Il peut subordonner ces mesures à l’accomplissement par le débiteur d’actes propres à faciliter ou à garantir le paiement de la dette.
La décision du juge suspend les procédures d’exécution qui auraient été engagées par le créancier. Les majorations d’intérêts ou les pénalités prévues en cas de retard ne sont pas encourues pendant le délai fixé par le juge.
Toute stipulation contraire est réputée non écrite.
Les dispositions du présent article ne sont pas applicables aux dettes d’aliment. »
Attendu que Madame [G] sollicite de la cour qu’il lui soit accordé les plus larges délais pour pouvoir s’acquitter de la dette compte tenu de ses capacités financières réduites.
Que cette dernière verse aux débats son avis d’imposition établi en 2022, une notification de saisie administrative à tiers détenteur en date du 12 août 2022, une facture EDF du 19 août 2022 ainsi qu’un CDD en date du 29 octobre 2022.
Qu’il convient de constater qu’il s’agit d’éléments anciens ne permettant pas à la cour d’apprécier la situation financière, professionnelle et familiale actuelle de l’appelante.
Qu’il y a lieu par conséquent de la débouter de cette demande.
5° ) Sur les dépens et les dispositions de l’article 700 du code de procédure civile.

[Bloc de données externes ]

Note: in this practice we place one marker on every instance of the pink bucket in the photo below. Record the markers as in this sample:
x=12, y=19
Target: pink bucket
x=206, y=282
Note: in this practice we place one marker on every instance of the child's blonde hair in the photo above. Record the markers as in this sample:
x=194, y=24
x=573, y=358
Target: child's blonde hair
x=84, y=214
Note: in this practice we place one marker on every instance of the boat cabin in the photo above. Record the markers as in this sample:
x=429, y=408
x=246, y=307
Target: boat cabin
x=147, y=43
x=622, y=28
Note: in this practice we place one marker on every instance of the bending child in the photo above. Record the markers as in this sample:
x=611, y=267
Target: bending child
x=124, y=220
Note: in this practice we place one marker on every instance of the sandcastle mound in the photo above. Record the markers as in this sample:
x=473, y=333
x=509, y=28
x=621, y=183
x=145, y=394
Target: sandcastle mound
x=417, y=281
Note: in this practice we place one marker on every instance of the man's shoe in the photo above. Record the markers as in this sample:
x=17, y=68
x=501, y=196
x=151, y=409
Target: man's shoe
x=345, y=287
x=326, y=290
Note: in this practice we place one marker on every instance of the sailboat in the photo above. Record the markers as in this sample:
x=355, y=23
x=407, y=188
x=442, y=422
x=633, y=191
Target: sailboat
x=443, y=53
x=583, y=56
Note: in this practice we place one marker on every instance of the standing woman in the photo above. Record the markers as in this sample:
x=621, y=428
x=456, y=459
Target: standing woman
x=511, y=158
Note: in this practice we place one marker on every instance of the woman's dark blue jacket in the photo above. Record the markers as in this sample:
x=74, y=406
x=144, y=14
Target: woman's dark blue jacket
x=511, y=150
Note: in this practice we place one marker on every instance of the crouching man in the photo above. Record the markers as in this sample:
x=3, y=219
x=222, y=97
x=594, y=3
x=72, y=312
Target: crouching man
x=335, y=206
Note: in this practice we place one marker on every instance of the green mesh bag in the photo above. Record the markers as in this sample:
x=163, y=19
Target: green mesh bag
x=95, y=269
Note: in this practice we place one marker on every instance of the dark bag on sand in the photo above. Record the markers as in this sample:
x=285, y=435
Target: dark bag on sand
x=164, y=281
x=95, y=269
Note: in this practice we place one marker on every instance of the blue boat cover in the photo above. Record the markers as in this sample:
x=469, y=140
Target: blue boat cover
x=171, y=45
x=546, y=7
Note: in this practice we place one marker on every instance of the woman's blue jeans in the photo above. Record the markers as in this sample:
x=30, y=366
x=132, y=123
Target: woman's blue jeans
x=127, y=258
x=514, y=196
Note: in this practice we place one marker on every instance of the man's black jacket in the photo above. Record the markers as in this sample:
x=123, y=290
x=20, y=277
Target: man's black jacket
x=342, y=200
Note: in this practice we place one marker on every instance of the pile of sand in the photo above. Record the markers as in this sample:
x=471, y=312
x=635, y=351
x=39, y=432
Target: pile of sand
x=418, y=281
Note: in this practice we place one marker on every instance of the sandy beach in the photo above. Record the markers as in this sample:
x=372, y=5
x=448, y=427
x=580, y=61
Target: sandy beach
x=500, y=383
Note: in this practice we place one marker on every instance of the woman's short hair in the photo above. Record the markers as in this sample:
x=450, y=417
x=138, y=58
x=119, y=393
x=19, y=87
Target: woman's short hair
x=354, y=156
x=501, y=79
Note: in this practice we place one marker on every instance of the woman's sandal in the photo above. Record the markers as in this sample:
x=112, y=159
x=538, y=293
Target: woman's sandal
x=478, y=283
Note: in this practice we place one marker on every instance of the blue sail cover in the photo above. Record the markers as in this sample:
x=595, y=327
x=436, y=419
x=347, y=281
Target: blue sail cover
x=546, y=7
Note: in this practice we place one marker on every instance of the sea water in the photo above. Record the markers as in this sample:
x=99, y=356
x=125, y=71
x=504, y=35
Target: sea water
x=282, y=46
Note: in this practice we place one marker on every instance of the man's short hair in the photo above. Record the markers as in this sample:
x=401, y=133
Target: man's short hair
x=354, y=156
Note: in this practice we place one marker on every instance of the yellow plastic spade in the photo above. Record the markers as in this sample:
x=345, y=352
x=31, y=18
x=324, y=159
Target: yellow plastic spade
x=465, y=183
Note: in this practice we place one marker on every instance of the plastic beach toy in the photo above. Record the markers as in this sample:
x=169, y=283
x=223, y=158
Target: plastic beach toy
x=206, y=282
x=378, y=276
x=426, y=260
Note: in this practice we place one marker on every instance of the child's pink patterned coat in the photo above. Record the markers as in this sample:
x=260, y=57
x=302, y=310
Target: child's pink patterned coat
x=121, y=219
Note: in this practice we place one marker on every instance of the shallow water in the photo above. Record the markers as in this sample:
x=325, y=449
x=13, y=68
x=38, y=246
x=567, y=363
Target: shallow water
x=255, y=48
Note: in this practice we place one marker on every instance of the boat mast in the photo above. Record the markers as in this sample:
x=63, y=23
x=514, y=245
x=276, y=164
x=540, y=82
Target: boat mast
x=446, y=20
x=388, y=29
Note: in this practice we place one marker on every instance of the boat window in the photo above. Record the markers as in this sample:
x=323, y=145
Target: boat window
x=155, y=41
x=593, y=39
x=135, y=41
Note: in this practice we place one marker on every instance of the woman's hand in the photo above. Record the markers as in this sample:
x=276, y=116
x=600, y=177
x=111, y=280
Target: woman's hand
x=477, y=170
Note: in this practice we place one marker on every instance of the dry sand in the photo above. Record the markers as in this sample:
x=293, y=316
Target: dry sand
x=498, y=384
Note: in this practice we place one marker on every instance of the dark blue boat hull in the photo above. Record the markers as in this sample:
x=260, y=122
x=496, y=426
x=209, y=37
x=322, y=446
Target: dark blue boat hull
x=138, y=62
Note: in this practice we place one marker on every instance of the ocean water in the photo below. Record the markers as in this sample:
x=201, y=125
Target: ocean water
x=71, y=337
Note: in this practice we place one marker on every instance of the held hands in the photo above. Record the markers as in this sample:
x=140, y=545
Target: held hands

Attendu que l’article 696 alinéa 1 du code de procédure civile dispose que 'la partie perdante est condamnée aux dépens, à moins que le juge, par décision motivée, n’en mette la totalité ou une fraction à la charge d’une autre partie.'
Qu’il convient de confirmer le jugement déféré sur ce point et de condamner Madame [G] aux entiers dépens en cause d’appel.
Attendu que l’article 700 du code de procédure civile prévoit que le tribunal condamne la partie tenue aux dépens à payer à l’autre partie la somme qu’il détermine, au titre des frais exposés et non compris dans les dépens en tenant compte de l’équité et de la situation économique des parties.
Qu’il y a lieu de confirmer le jugement déféré sur ce point et de condamner Madame [G] au paiement de la somme de 1.000 euros au titre des dispositions de l’article 700 du code de procédure civile en cause d’appel.
PAR CES MOTIFS
Statuant par arrêt contradictoire, en dernier ressort et par mise à disposition au greffe,
CONFIRME le jugement du 28 septembre 2022 du tribunal judiciaire de Marseille, Pôle de proximité, en toutes ses dispositions,
STATUANT A NOUVEAU,
DÉBOUTE Madame [G] de l’ensemble de ses demandes,
Y AJOUTANT,
CONDAMNE Madame [G] à payer la somme de 1.000 euros à la SA CAISSE DE CREDIT MUTUEL au titre des dispositions de l’article 700 du code de procédure civile en cause d’appel,
CONDAMNE Madame [G] aux entiers dépens en cause d’appel.